In June, the Department of Commerce and the National Telecommunications and Information Administration announced that ICANN had submitted a proposal for complete privatization of the system, and that the United States would relinquish stewardship when the contract expires.
The Republican attorneys general from the four states filed the lawsuit Wednesday in federal court in Galveston, Texas. They say the states “will lose the predictability, certainty, and protections that currently flow from federal stewardship of the Internet and instead be subjected to ICANN’s unchecked control,” the lawsuit alleges.
The suit says that President Barack Obama’s plan to hand over control of the Internet in an illegal transfer of U.S. government property and that it requires congressional approval.
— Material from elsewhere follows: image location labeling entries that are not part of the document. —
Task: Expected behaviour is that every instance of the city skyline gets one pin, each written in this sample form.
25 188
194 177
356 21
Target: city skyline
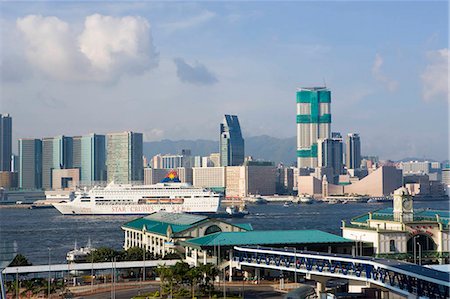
383 78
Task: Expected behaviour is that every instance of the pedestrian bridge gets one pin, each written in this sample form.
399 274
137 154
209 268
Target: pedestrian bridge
400 277
86 266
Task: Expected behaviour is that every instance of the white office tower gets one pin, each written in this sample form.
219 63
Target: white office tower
313 123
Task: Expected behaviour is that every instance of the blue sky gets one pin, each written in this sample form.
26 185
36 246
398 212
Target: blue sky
172 69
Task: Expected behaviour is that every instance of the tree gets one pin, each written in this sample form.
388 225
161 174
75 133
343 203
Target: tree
19 260
103 254
135 254
194 275
167 278
209 273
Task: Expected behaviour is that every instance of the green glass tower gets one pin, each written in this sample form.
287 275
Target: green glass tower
313 123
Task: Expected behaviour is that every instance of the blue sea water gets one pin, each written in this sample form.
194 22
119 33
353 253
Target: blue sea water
35 231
“Trusting authoritarian regimes to ensure the continued freedom of the Internet is lunacy,” Texas Attorney General Ken Paxton said in a statement. “The president does not have the authority to simply give away America’s pioneering role in ensuring that the Internet remains a place where free expression can flourish.”
Texas Sen. Ted Cruz has been vocal in his opposition to the move, saying the United States is “giving away the Internet.”
The ICANN board of directors is overseen by the Governmental Advisory Committee, which includes 111 countries, including China, Russia and Iran. But according to the organization’s website, countries don’t control the Internet.
“The United States government’s contract with ICANN does not give the U.S. any power to regulate or protect speech on the Internet … The freedom of any person to express his or herself on the globally interoperable Internet is in fact enhanced by the transition moving forward.”
Assistant Secretary of Commerce Larry Strickling said Internet freedom is best preserved by handing it over to those who use and operate the networks.
“Free expression is protected by the open, decentralized nature of the Internet, the neutral manner in which the technical aspects of the Internet are managed and the commitment of stakeholders to maintain openness,” Strickling said at the Internet Governance Forum in Washington in July.
He noted “privatizing the domain name system has been a goal of Democratic and Republican administrations since 1997.”
The case will be heard on Friday afternoon in Galveston, Texas, before Judge George Hanks of the U.S. District Court for the Southern District of Texas.
Hanks was appointed to the bench by President Barack Obama in 2015.